I have a problem with one of my bikes that's killed two new (but deformed) tyres by rolling them off the rim and breaking their beads.

I'm trying to isolate the problem to either the deformed tyre or the rim so am looking for an otherwise-dead tyre to trial-fit to see if it suffers the same fate.

Since I suspect it might be the tyre's deformation that's causing the issue the "test tyre" must be straight, but I'm not bothered if it's got no tread left / is cosmetically nasty etc. All I want it for is to ride 5-10 miles to see if it stays on the rim, before either replacing it with a better one or looking at replacement rim options depending on the outcome.

Ta


----------



## figbat (23 Mar 2020)

Pretty sure I have at least one (maybe more) discarded 26" tyre which are sound but no longer used. I'll check and confirm if you're still interested - I'm afraid you'll have to collect using appropriate distancing measures.


----------



## wafter (23 Mar 2020)

figbat said:


> Pretty sure I have at least one (maybe more) discarded 26" tyre which are sound but no longer used. I'll check and confirm if you're still interested - I'm afraid you'll have to collect using appropriate distancing measures.

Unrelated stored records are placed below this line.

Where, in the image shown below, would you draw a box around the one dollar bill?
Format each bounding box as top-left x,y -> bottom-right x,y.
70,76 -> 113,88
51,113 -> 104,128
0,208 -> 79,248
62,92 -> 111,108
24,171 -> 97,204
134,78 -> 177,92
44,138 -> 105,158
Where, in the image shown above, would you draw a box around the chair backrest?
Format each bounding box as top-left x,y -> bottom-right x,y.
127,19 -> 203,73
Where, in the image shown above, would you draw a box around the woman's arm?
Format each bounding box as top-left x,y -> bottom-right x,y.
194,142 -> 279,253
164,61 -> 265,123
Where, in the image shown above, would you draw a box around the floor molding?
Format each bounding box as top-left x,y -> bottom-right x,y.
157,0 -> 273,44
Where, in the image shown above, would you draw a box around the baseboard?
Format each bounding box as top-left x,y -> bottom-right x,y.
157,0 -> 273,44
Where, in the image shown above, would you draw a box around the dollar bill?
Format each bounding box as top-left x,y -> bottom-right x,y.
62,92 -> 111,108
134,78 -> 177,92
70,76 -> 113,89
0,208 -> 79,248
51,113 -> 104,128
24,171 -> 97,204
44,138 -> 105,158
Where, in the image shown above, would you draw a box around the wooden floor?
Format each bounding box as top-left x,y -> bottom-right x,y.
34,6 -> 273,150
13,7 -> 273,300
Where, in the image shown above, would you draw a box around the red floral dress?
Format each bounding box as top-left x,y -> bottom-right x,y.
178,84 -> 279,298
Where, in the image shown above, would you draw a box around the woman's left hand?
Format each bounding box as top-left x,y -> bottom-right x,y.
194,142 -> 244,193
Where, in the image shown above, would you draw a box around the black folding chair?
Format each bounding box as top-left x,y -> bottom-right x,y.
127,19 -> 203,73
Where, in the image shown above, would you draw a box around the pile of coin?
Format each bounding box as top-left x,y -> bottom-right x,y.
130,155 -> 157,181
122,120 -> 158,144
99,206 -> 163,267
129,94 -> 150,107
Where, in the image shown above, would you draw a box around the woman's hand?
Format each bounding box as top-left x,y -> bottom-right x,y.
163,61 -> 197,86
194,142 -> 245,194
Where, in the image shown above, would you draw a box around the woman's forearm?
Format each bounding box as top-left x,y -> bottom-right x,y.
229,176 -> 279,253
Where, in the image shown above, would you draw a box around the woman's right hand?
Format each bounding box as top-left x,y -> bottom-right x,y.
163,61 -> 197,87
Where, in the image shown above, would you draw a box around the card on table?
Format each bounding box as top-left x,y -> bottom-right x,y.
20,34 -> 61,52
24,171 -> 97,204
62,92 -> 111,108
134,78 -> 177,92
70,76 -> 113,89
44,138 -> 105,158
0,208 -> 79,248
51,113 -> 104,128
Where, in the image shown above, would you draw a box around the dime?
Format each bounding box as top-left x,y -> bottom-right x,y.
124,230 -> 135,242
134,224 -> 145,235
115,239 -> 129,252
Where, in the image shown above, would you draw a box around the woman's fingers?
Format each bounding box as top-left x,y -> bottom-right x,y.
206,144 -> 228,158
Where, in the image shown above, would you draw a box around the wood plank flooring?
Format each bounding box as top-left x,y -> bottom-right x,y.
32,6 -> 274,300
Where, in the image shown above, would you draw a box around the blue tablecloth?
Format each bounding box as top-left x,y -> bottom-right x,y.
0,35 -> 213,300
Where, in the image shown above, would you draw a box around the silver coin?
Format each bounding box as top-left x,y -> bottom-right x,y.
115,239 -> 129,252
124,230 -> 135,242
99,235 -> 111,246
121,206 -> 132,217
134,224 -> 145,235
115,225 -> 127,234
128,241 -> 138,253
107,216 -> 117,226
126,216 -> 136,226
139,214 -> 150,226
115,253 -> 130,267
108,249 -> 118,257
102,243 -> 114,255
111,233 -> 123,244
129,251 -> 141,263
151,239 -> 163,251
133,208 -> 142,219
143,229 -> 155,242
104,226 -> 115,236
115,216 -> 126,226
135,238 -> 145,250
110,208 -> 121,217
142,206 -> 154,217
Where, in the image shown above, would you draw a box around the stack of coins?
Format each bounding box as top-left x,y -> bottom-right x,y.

Thanks - that's very much appreciated! 

Totally appreciate both points and wouldn't expect anything other tbh


----------



## Gunk (23 Mar 2020)

I’m in Oxford I’ve got a used 700x38c hybrid tyre you could have


----------



## Gunk (23 Mar 2020)

Oops just read the title you want a 26” 😳


----------



## wafter (23 Mar 2020)

Gunk said:


> Oops just read the title you want a 26” 😳


Thanks and not to worry - I appreciate the thought


----------



## figbat (23 Mar 2020)

Just checked - it turns out I have six old 26" tyres of varying age and type - you're welcome to as many of them as you want; saves me a trip to the recycling centre. I'll PM you with details.


----------